A legislação brasileira acerca do trabalho à distância é da década de 1940. O artigo 62, I da Consolidação das Leis do Trabalho (CLT) dispõe que não precisam anotar a jornada de trabalho aqueles empregados que “exercem atividade externa incompatível com a fixação de horário de trabalho”.
Doutrina e jurisprudência já são pacíficas no sentido de que se for possível controlar os horários de trabalho, não poderá ser excetuada a marcação do ponto do trabalhador, devendo ser afastada a aplicação do inciso I do artigo 62 da CLT.
Na época em que a lei foi consolidada, era realmente imponível controlar os trabalhos à distância, pois não havia GPS, celulares, sistemas de login e aplicativos.
Nem mesmo a reforma trabalhista de 2017, quando trouxe o inciso III ao artigo 62 da CLT, que trata do teletrabalho (incluindo aqui o home office), imaginava a popularização de uma tecnologia como a IA.
Nesse sentido, pode-se dizer que com o trabalho remoto e a IA, os fundamentos do artigo 62, I da CLT vêm sendo esvaziados pela nova realidade.
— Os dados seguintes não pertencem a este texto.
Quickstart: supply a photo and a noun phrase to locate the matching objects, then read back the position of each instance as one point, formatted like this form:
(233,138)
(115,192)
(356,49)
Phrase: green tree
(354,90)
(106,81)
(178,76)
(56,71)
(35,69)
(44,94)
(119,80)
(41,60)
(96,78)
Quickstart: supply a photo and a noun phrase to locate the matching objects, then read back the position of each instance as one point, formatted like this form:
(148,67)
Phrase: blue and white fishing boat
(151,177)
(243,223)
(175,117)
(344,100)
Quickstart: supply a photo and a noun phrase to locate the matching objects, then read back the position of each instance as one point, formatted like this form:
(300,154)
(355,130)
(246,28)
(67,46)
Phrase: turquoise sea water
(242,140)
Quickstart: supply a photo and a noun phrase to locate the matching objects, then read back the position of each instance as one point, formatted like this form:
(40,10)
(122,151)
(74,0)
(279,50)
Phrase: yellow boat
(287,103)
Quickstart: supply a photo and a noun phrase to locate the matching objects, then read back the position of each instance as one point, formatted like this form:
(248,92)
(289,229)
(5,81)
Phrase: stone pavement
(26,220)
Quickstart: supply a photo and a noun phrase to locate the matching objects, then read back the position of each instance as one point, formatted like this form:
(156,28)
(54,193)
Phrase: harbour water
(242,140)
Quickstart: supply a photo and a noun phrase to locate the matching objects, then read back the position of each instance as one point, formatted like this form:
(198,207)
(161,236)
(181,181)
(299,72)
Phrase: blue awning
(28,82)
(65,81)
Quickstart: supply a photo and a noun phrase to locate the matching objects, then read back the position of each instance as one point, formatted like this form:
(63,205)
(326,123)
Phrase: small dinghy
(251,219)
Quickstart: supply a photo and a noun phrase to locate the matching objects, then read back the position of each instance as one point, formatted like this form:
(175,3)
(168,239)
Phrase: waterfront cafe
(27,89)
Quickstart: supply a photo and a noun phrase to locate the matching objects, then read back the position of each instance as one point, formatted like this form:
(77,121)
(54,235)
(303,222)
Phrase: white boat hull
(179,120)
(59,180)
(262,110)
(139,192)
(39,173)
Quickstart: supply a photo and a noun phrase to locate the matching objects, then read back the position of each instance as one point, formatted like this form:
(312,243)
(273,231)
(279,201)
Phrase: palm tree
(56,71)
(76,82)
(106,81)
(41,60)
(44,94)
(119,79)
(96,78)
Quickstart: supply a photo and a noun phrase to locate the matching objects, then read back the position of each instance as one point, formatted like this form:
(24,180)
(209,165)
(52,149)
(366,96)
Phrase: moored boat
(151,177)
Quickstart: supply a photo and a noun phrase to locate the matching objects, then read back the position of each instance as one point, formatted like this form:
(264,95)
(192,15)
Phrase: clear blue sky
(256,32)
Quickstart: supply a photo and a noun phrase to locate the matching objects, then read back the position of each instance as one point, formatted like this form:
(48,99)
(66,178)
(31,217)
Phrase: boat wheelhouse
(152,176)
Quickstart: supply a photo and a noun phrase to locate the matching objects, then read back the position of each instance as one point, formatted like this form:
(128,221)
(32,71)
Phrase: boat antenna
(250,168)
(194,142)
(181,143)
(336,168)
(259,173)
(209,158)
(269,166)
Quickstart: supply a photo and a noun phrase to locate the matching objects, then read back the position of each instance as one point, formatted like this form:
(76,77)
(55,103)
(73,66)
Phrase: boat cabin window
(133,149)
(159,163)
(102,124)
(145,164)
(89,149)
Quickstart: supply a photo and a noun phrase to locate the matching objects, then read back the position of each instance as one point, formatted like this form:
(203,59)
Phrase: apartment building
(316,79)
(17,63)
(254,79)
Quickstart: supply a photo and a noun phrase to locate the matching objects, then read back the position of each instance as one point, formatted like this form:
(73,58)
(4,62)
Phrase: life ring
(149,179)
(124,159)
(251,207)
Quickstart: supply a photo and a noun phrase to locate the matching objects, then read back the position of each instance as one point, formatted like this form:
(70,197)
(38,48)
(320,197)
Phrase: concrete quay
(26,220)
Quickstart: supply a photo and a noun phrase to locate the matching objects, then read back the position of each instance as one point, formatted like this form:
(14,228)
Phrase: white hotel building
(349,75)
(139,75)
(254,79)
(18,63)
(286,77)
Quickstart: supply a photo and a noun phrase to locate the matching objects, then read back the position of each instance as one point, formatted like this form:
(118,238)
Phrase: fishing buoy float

É quase impossível imaginar algum trabalho realizado à distância que não possa ser monitorado por meios tecnológicos, como geolocalização (GPS) em celulares corporativos, softwares de login/logout remoto, sistemas de IA que rastreiam tempo de conexão, uso de aplicativos de produtividade, entre outros.
Ou seja, essas tecnologias tornam plenamente viável o controle da jornada e da produtividade, ainda que o empregado não esteja fisicamente na empresa, o que impõe concluir que a nova realidade acabou por revogar o arigo 62, I da CLT - não por lei, mas pela incompatibilidade com a realidade tecnológica.
Diversas ferramentas de IA são atualmente utilizadas pelas empresas para controlar as atividades, os horários, a produtividade, assiduidade, cumprimento de regras de compliance e atingimento de metas dos empregados.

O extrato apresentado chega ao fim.